PostgreSQL index not used for range query

Question

PostgreSQL index not used for range query

I am using PostgreSQL (9.2.0) and have an IP range table. Here's the SQL:

CREATE TABLE ips ( id serial NOT NULL, begin_ip_num bigint, end_ip_num bigint, country_name character varying(255), CONSTRAINT ips_pkey PRIMARY KEY (id ) )

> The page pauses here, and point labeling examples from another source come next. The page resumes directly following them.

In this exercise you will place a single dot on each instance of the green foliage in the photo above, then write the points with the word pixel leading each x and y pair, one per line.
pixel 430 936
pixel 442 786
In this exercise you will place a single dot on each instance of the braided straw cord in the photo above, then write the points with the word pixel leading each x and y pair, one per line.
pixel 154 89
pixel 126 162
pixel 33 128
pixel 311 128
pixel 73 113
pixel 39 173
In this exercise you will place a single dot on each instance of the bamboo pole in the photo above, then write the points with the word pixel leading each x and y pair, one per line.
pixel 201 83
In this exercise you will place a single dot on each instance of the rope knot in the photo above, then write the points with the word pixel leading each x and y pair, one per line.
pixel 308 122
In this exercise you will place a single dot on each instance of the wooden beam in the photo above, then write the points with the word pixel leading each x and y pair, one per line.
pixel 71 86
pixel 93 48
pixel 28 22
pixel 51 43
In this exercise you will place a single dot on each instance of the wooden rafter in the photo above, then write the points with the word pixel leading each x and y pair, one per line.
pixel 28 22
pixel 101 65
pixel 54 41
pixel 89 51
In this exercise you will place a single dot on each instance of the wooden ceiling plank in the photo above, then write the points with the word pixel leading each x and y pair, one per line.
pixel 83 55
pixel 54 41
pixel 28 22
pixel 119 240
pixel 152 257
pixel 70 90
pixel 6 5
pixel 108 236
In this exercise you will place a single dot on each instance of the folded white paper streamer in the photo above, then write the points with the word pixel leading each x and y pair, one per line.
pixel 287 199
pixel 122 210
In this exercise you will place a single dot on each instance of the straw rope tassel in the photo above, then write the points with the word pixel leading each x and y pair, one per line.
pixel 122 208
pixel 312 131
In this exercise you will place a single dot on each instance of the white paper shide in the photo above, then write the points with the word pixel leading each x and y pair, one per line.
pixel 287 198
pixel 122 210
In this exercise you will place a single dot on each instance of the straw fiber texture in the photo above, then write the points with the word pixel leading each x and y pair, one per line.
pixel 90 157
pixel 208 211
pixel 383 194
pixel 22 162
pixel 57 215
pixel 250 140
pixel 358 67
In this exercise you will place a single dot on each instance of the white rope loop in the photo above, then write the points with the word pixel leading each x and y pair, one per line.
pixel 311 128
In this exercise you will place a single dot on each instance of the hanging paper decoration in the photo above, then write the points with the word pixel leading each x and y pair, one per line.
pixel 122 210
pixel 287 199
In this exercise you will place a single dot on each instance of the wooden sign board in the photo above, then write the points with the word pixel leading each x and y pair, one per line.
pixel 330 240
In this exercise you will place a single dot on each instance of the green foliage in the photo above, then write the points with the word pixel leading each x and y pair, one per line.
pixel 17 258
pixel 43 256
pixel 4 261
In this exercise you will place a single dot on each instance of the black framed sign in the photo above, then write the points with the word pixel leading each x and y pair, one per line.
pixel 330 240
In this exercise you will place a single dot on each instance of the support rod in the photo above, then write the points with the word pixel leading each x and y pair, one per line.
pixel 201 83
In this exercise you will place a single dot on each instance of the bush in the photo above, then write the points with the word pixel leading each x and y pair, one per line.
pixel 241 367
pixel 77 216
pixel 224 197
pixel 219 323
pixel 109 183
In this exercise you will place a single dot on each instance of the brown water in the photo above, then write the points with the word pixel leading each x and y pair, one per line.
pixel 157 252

I added indexes on both begin_ip_num and end_ip_num :

 CREATE INDEX index_ips_on_begin_ip_num ON ips USING btree (begin_ip_num ); CREATE INDEX index_ips_on_end_ip_num ON ips USING btree (end_ip_num );

Used query:

 SELECT "ips".* FROM "ips" WHERE (3065106743 BETWEEN begin_ip_num AND end_ip_num);

The problem is that my BETWEEN query only uses the index on begin_ip_num . After using the index, it filters the result using end_ip_num . Here is the result of EXPLAIN ANALYZE :

 Index Scan using index_ips_on_begin_ip_num on ips (cost=0.00..2173.83 rows=27136 width=76) (actual time=16.349..16.350 rows=1 loops=1) Index Cond: (3065106743::bigint >= begin_ip_num) Filter: (3065106743::bigint <= end_ip_num) Rows Removed by Filter: 47596 Total runtime: 16.425 ms

I have already tried various combinations of indexes, including adding a composite index for both begin_ip_num and end_ip_num .

+8

indexing postgresql database-design between

Zain zafar Jan 18 '13 at 21:13

source share

4 answers

I'm a little late for this party, but for me it works very well.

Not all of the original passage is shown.